Bankers Trust New York Corp. is hardly the only financial institution compelled to cut staff because of a slowing trading business - just one of the most recent and visible.

Last week, before the bank had announced it expects a $125 million after-tax loss in the first quarter - attributable mainly to derivatives and Latin American exposure - it said it would make a 5% cutback in its global investment banking unit, mainly in the derivatives area. Other accounts have said a 10% bankwide staff cut is in store.

For Bankers Trust, the disclosures cap a tumultuous year that saw its derivatives unit hit with high-profile lawsuits by the likes of Procter & Gamble Co.

Analysts said, however, that the cutbacks reflect a widespread trend in the cyclical trading business - the same trend that last week compelled S.G. Warburg PLC to announce a cut of 90 equity derivatives traders, 27% of its trading staff.

Declining revenues have forced other banks with trading businesses, such as J.P. Morgan & Co., Chemical Banking Corp., and Chase Manhattan Corp., to look for cuts as well.

"We've seen layoffs throughout investment banking," said Lawrence W. Cohn, a bank equity analyst at PaineWebber Inc. "We view Bankers Trust's announcement as a catch-up along those lines. It's not in any fashion different from what we're hearing at other banks."

Revenues and profit margins from derivatives have decreased because of corporate America's flight to the lower-profit, plain vanilla derivatives, which require smaller support staffs.

"These layoffs reflect a real assessment that business may be down for a long time," said Ann Robinson, a fixed-income analyst at Bear, Stearns & Co. "This is a confirmation of the serious nature of the revenue squeeze."

A recent survey by the Economist Intelligence Unit of 100 corporate executives suggested that an overwhelming majority of managers prefer plain vanilla products.

The survey was conducted before the trading-generated failure of Barings PLC.

"Barings probably put some more fear into the customer base," said Ms. Robinson. High-profile problems such as those at Barings may encourage financial executives to look over their controls.

Concern about the complexity and volatility of trading businesses like derivatives has given banks considering a shift in their business - to take advantage of an expected lifting of restrictions of their securities powers - cause to pause.

"Banks are absolutely taking notice," said Mr. Cohn. "There are a lot of banks that may have initially had more aggressive plans that are looking at the cyclicality of the business." The true returns from investment banking are not nearly as high as the returns of the last few years, he said.

"We don't lay people off like that," said David T. Gardner, a vice president and director of investor relations at Synovus Financial Corp. "We look around us at all these carcasses and say, 'Do we want to do that?"'

The Columbus, Ga.-based bank has been in the securities business since 1985, and plans a deliberate pace as it proceeds further into this volatile business.

Some executive search firms say the trend towards cost cutting has caused some serious dislocation.

"We're getting more unsolicited resumes than I've ever seen in our 10 years in the business," said Phillip B. Plank, president of the New York- based executive search firm Hudson Search Consultants.

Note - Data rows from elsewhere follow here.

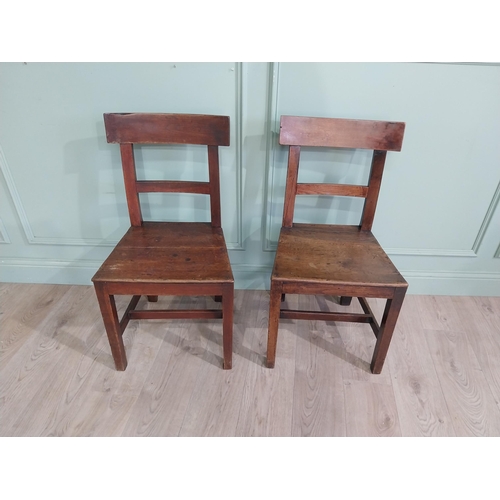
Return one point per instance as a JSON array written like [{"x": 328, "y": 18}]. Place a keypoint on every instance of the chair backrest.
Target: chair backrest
[
  {"x": 297, "y": 131},
  {"x": 128, "y": 129}
]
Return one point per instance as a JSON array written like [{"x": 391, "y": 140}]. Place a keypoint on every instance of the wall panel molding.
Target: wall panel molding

Market sources pointed to First Union Corp. as one of those hiring in the derivatives community. Since 1993, the North Carolina bank has hired approximately 30 Wall Street traders for its derivatives business.

The derivatives market has responded to the openings, sending resumes at a rapid clip. "We're getting about six to eight additional resumes a week," said Terry Turner, the managing director of First Union's derivatives operations in Charlotte.

The bank has hired most of the experienced workers it needs, however, and is primarily looking for about six to eight undergraduates and recent MBAs to serve as support staff.

While some search firms say the job market for traders is tight, others think there are some strong opportunities for derivatives professionals, particularly with foreign banks.

The Canadian Imperial Bank of Commerce has hired approximately 100 people for its derivatives business since last June.

It is currently looking for an additional 25 to 40 professionals to join its expanding staff.

A bank official reportedly expressed delight that the bank was in a position to look at the best people in the marketplace.

T. Lee Pomeroy, a consultant at the executive search firm Egon Zehnder International, said that foreign banks are currently offering the largest number of opportunities for derivatives professionals.

Foreign banks are looking to start up in the derivatives business, and as such are behind the American banks in staffing their offices, Mr. Pomeroy said.

Even as consolidation continues to cause dislocation among the largest traders, Mr. Pomeroy said, there are and will continue to be increasing opportunities at domestic and foreign banks that are starting up their own businesses.

"There is a strong groundswell for more of these (traders) beyond the top 10 financial institutions in this business," said Mr. Pomeroy. "There will be a great opportunity in the next 20 or 30 players, particularly among foreign banks.''

The largest banks with the longest-established trading businesses, however, will continue to reflect the sector's volatility.